Discussion in 'Tech Tutorials and News' started by Valerie Johnston, Sep 27, 2013.

  1. Valerie Johnston

    Valerie Johnston Techie7 New Member Techie7 Editor

    Windows has great features where audio is concerned. Windows 7 makes it easy to change audio settings so that you get the best possible sound and so that you can get rid of some of the most annoying aspects of the sound mixing done on modern movies and, sometimes, albums.


    The first thing you want to do is set up your Windows audio so that it is optimized for the type of speakers that you have. You can do this by going to the Start button, clicking on Control Panel and then clicking on Hardware and Sound. Click on Sound next.

    You will see a Playback tab. Select Configure.

    You’ll see a list of speakers underneath the Audio Channels listing. This will give you the option of selecting Mono, Stereo, Quadraphonic or 5.1 surround. Choose the option that best fits your setup. After you selected, click the Test button and you’ll hear a tone make a round through all of your speakers. After you have this set up, you can click the Button to customize the audio further.

    Be aware that you may have an audio driver on your computer that gives you access to these types of settings, as well. Most of the time, you can find this in the System Tray – located right next to the clock – and you will click on an icon in the System Tray to gain access to the controls that come with your driver.


    Above, you can see an image of a Realtek HD Audio Manager interface that offers many of the same features. Be sure to check your audio setup to make certain that you don’t have access to a control panel like this, as it will often offer you even more options than Windows will itself.

    Get Rid of Annoyances

    Here’s a scenario you may have found yourself in. You’re listening to a movie and, while the characters are talking, you can barely hear a thing. Suddenly, something dramatic happens on the screen and, five minutes later, your neighbors are banging on your door to see if everybody’s all right because of the cacophony of noise that came out of your speakers unexpectedly.

    Volume spikes tend to occur a lot for people who are watching movies that have surround sound on them but who are not using a surround sound system. Windows has a great fix for this and, if you want to make watching movies and television more fun on your computer, you should definitely take advantage of it.

    Go down to your System Tray and right-click on the speaker icon. One of the options that pops up will be Playback Devices. Click on that. Right click on any of the entries in the playback devices listed and click on Properties. From there, click on the tab that says Enhancements. You will see a dialog box that looks something like the one below, though you’ll have to scroll down to see the Loudness Equalization entry, in all likelihood.

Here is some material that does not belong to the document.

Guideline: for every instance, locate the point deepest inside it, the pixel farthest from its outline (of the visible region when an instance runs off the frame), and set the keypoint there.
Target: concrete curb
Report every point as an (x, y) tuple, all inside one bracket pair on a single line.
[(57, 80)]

    Option, click Apply and then click OK. This will balance out your sound so that the spikes in volume during loud parts of the movie aren’t quite as dramatic and so that the quiet parts are easier to hear. After you have this running for a few minutes, be extremely glad you found it.

    Double Outputs

    Many Windows computers are equipped with double audio outputs. Most of the time, to configure this correctly, you will have to use the included audio driver software that came with your computer or your sound card.

    Generally speaking, the outputs in the rear of your computer go to your main speaker system and the output on the front of your computer is designed to output to your headphones. You can set these up to have the same output, but most people prefer to separate them so that they can use two different listening devices.

    If you have trouble figuring out how to get both to work separately, go to your Sounds settings as you did earlier and look for the name of your sound card’s manufacturer. Do a Google search for that manufacturer’s drivers and instructions on separating audio outputs. This should give you the instructions you need specific to your own set up.